One class of lubricants of particular interest in the present invention are synthetic lubricants obtained by the oligomerization of olefins, particularly C.sub.6 -C.sub.20 alpha olefins. Catalytic oligomerization of olefins has been studied extensively. Many catalysts useful in this area have been described, especially coordination catalyst and Lewis acid catalysts. Known olefin oliogomerization catalysts include the Ziegler-natta type catalysts and promoted catalysts such as BF3 or AlC13 catalysts. U.S. Pat. No. 4,613,712 for example, teaches the preparation of isotactic alpha-olefins in the presence of a Ziegler type catalyst. Other coordination catalysts, especially chromium on a silica support, are described by Weiss et al in Jour. Catalysis 88, 424-430 (1984) and in Offen. DE 3,427,319.

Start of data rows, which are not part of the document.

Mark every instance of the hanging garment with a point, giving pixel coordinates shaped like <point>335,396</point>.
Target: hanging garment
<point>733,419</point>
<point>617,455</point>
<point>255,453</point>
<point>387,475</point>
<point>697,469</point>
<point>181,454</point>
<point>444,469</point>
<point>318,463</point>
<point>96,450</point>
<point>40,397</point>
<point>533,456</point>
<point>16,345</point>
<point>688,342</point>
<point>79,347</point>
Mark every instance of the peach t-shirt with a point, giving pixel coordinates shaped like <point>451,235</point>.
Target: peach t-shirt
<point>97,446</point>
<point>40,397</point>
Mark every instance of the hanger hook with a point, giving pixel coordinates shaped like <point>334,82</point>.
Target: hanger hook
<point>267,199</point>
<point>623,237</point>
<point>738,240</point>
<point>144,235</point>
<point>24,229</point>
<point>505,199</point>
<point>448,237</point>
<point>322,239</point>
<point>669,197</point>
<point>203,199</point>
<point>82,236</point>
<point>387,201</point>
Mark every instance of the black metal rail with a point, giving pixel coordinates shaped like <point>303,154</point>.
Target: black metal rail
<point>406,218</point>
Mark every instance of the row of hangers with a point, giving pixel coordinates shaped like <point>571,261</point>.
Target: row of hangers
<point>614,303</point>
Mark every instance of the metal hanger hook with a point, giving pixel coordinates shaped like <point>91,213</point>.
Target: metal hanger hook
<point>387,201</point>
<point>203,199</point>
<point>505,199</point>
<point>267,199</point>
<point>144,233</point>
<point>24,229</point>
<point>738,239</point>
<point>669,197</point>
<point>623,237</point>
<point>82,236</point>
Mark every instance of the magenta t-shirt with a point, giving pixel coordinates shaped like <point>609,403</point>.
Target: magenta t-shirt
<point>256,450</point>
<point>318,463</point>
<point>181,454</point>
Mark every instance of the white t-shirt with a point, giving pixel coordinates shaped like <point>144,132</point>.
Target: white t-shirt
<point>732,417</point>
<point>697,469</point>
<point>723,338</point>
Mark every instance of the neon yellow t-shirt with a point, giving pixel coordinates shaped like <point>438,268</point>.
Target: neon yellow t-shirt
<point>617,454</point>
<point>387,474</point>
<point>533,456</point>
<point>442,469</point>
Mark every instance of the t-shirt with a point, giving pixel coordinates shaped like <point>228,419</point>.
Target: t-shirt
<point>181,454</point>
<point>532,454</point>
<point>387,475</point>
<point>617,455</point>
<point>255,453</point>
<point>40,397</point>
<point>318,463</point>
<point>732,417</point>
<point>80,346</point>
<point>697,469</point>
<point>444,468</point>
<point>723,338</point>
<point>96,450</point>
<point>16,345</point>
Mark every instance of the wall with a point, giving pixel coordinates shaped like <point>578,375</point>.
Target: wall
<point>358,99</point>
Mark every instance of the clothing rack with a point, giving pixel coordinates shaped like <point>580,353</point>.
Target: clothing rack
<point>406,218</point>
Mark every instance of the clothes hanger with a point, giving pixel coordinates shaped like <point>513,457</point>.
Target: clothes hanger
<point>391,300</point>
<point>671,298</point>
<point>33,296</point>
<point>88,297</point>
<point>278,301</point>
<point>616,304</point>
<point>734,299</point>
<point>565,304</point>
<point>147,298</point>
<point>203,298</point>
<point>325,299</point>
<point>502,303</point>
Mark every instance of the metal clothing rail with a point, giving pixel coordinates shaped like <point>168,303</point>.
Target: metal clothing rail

Poly alpha-olefin oligomers as reported in literature or used in existing lube base stocks are usually produced by Lewis acid catalysis in which double bond isomerization of the starting alpha-oldfin occurrs easily. As a result, the olefin oligomers have more short side branches and internal olefin bonds. These side branches degrade their lubricating properties. Recently, a class of synthetic, oligomeric, polyalpha-olefin lubricants, has been discovered with a regular head-to-tail structure and containing a terminal olefinic bond. These lubricants have shown remarkably high viscosity index (VI) with low pour points and are espeically characterized by having a low branch ratio, as defined hereinafter.
Accordingly, it is an object of the present invention to incorporate into that class of lubricants those properties typically associated with lubricant additives.
It is another object of the instant invention to improve properties by incorporating additive functional properties by forming adducts with thio derivatives.
The use of ashless phosphorodithioate derivatives, such as alkylmercaptoalkyl-O,O-dialkyldithiophosphates (U.S. Pat. No. 2,759,010), phosphorodithioate esters (U.S. Pat. Nos. 3,544,465, 3,350,348, and 3,644,206), reaction products of sulfurized olefin adducts of phophorodithioic acids (U.S. Pat. No. 4,212,753), and addition products of dihydrocarbyl thiophosphoric acids to conjugated dienes (U.S. Pat. No. 3,574,795), have found lubricant applications.
Yet another object of the instant invention is to improve lubricant properties of mineral oil based and synthetic lubricants by blending with sulfide functional group modified HVI-PAO.